Board levels the housing playing field

Board levels the housing playing field

By Sam Colt and Henri Gendreau

Kenyon’s Board of Trustees approved a number of measures at their winter meeting, held last Friday in San Francisco, including an initiative that would subsidize apartment-style housing for seniors receiving need-based financial aid, according to a College press release issued Monday.

“The initiative was sparked after conversations trustees had with students more than a year ago about issues of diversity and equalizing housing opportunities,” the College’s statement read. “Trustees provided $150,000 to cover a credit for a room charge equal to the difference between a double-occupancy residence hall room rate and a double-occupancy apartment room rate.”

One of those students was Conrad Jacober ’15, who met with trustees last fall to discuss the plan. “This is fantastic.” Jacober said. “Anything that puts students from lower class families closer to on par with students from wealthier families is a good thing and is something to be celebrated.”

“I think it’s great,” Rachel Rhee ’15 said. “It allows more people to have the opportunity to live in those new apartments.” “Previously, the International House was dominated by non-internationals because they had no financial aid to live there,” she added.

“The student body should be pleased,” Board Chairman Barry Schwartz ’70 said, in a phone interview with the Collegian. Schwartz had previously expressed concern over the Board’s ability to travel to San Francisco due to widespread bad weather, but said the meeting had “very good attendance” nonetheless.

The main goal of the winter meeting, according to Schwartz, was to pass the annual budget.

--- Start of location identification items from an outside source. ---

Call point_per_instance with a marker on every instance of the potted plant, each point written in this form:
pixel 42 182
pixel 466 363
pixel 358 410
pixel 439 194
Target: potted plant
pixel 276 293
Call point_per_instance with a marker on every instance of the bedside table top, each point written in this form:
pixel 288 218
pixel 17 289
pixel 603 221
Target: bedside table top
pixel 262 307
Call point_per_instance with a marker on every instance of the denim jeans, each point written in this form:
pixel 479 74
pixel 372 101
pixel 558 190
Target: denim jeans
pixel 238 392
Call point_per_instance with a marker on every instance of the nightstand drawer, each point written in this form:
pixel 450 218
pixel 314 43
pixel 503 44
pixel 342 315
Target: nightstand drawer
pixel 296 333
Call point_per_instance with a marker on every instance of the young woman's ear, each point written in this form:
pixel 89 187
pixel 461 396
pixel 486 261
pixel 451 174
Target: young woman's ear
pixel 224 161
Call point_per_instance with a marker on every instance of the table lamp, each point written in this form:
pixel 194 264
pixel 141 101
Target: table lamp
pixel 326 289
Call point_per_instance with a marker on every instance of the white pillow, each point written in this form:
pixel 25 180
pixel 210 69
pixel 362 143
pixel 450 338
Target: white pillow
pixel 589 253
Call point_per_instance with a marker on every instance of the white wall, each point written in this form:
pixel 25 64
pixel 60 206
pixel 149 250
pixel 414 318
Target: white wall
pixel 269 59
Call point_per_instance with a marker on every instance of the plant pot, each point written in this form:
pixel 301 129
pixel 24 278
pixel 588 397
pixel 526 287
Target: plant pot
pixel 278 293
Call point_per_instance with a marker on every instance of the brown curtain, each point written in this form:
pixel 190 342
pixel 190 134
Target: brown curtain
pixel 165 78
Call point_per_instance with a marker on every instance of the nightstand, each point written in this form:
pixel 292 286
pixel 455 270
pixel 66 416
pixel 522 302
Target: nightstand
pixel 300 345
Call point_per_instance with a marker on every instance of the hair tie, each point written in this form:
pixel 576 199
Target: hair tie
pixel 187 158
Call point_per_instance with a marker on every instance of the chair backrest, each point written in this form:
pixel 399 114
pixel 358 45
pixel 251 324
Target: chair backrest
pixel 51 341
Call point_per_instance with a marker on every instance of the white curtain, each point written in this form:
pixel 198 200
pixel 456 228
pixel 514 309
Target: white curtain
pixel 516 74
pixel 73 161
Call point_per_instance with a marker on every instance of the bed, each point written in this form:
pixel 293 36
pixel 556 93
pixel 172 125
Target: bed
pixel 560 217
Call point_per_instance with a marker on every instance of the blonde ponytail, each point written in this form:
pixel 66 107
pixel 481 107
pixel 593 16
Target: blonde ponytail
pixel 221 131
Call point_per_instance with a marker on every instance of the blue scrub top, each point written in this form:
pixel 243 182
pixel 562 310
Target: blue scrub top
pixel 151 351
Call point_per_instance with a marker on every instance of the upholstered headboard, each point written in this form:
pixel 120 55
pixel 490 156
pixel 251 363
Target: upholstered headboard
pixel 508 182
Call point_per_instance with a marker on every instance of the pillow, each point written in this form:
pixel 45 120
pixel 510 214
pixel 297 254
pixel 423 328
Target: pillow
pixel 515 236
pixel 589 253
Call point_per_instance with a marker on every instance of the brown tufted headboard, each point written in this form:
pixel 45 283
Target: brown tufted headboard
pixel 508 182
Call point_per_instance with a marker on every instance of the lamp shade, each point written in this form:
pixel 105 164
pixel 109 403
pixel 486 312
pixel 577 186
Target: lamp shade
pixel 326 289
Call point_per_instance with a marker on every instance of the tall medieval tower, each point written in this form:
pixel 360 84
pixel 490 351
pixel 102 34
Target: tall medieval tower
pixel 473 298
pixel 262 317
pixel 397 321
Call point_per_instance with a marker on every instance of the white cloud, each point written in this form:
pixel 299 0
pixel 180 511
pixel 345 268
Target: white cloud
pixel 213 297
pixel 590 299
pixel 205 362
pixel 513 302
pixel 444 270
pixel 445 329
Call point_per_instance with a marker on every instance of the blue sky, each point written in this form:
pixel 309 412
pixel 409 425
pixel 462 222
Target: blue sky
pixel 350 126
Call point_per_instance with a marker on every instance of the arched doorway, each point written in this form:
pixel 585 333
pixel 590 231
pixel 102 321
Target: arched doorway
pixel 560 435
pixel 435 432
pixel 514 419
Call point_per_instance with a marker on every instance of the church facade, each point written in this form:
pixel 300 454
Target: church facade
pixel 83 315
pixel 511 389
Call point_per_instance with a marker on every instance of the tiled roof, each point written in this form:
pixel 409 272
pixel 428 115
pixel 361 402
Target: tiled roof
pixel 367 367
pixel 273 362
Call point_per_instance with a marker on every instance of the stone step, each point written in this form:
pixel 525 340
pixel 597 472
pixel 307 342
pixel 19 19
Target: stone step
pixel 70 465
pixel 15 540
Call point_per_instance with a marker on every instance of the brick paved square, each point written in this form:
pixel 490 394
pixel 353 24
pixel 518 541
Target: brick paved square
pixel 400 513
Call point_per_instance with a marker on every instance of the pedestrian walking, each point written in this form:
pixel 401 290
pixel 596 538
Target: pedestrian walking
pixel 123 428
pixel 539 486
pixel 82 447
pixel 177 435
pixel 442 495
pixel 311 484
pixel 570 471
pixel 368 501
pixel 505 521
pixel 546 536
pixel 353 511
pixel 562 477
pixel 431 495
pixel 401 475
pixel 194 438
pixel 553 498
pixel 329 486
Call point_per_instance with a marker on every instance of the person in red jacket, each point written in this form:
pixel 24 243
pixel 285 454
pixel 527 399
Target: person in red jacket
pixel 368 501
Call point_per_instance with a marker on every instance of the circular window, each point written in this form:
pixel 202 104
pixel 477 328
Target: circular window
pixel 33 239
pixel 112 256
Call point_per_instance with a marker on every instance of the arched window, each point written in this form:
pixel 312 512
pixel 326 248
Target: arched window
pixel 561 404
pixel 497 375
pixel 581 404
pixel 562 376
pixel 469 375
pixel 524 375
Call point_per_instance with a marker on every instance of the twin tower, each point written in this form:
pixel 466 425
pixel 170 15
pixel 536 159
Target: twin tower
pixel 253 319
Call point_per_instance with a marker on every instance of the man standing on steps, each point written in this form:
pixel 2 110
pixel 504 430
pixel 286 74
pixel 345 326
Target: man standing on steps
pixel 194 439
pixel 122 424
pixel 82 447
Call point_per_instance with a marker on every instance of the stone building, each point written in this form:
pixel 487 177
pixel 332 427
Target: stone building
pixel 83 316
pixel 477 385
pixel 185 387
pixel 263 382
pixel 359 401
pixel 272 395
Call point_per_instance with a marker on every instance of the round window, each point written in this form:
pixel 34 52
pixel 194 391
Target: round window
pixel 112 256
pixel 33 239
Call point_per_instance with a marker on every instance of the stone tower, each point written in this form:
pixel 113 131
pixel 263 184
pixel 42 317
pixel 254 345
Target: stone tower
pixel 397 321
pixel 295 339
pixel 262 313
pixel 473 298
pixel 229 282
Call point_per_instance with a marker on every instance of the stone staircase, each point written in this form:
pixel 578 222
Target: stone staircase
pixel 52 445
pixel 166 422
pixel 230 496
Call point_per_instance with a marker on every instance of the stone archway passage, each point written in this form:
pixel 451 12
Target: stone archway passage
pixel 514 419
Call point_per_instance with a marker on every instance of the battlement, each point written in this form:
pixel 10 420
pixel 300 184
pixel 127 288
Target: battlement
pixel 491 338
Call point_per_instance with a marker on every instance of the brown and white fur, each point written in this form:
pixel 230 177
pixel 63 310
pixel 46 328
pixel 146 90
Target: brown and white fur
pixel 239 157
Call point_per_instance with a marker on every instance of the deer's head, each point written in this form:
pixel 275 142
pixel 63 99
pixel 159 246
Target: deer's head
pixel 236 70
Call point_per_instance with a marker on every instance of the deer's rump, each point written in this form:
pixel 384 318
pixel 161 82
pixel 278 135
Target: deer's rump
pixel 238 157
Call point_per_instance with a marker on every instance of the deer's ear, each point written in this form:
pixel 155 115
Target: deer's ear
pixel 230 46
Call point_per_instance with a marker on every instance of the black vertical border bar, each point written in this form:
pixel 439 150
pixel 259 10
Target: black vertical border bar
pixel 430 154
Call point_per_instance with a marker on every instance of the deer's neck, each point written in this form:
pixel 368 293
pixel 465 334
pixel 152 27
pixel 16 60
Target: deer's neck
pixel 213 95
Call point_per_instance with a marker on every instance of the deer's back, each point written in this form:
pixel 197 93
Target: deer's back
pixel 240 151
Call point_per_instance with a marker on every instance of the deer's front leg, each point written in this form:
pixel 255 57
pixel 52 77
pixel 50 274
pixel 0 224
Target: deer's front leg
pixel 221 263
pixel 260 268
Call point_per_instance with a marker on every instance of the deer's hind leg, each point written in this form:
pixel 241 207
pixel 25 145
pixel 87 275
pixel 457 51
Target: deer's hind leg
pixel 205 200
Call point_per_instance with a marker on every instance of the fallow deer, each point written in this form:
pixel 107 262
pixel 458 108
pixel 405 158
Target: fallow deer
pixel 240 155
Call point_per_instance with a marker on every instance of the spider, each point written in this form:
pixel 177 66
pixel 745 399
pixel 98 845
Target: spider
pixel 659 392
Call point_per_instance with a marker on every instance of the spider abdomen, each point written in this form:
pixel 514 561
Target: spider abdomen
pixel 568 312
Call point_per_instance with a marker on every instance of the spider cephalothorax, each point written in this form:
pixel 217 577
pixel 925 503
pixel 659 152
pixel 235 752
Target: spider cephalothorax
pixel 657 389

Trustees agreed to lower the tuition growth rate from 3.75 percent to 3.65 percent, a measure designed to slow the rising cost of a Kenyon education over the next five years.

The Board also voted to increase total financial aid by 5.8 percent to a total of $28,312,000, a measure “designed to attract more low-and middle-income students.” The move comes after President Sean Decatur attended a White House summit last month geared toward providing low-income students access to higher education.

Decatur, who attended the meeting, described the evolution of his 20/20 plan for the College. “A vision is emerging of the Kenyon of 2020 as an institution that puts academic excellence in the liberal arts tradition at its core,” he told the trustees. Decatur stressed the need for the liberal arts education to produce “creative leaders and innovators in a range of fields.”

In addition, the Board provided $75,000 to the Summer Internship Stipend Fund that Kenyon launched this year, which started with $30,000, as well as financial support to the Kenyon Institute, which saw the first summer program for adults last year, into 2015.

Trustees also endorsed a plan by the Philander Chase Corporation, which seeks to conserve the rural nature of the community, to convert the Tomahawk Golf Course into a nature preserve cemetery, the College’s statement said. The Board also saw the departure of one trustee and the arrival of another. James Parker ’81, president of Parker Plastics, will replace David Trautman of Granville, Ohio.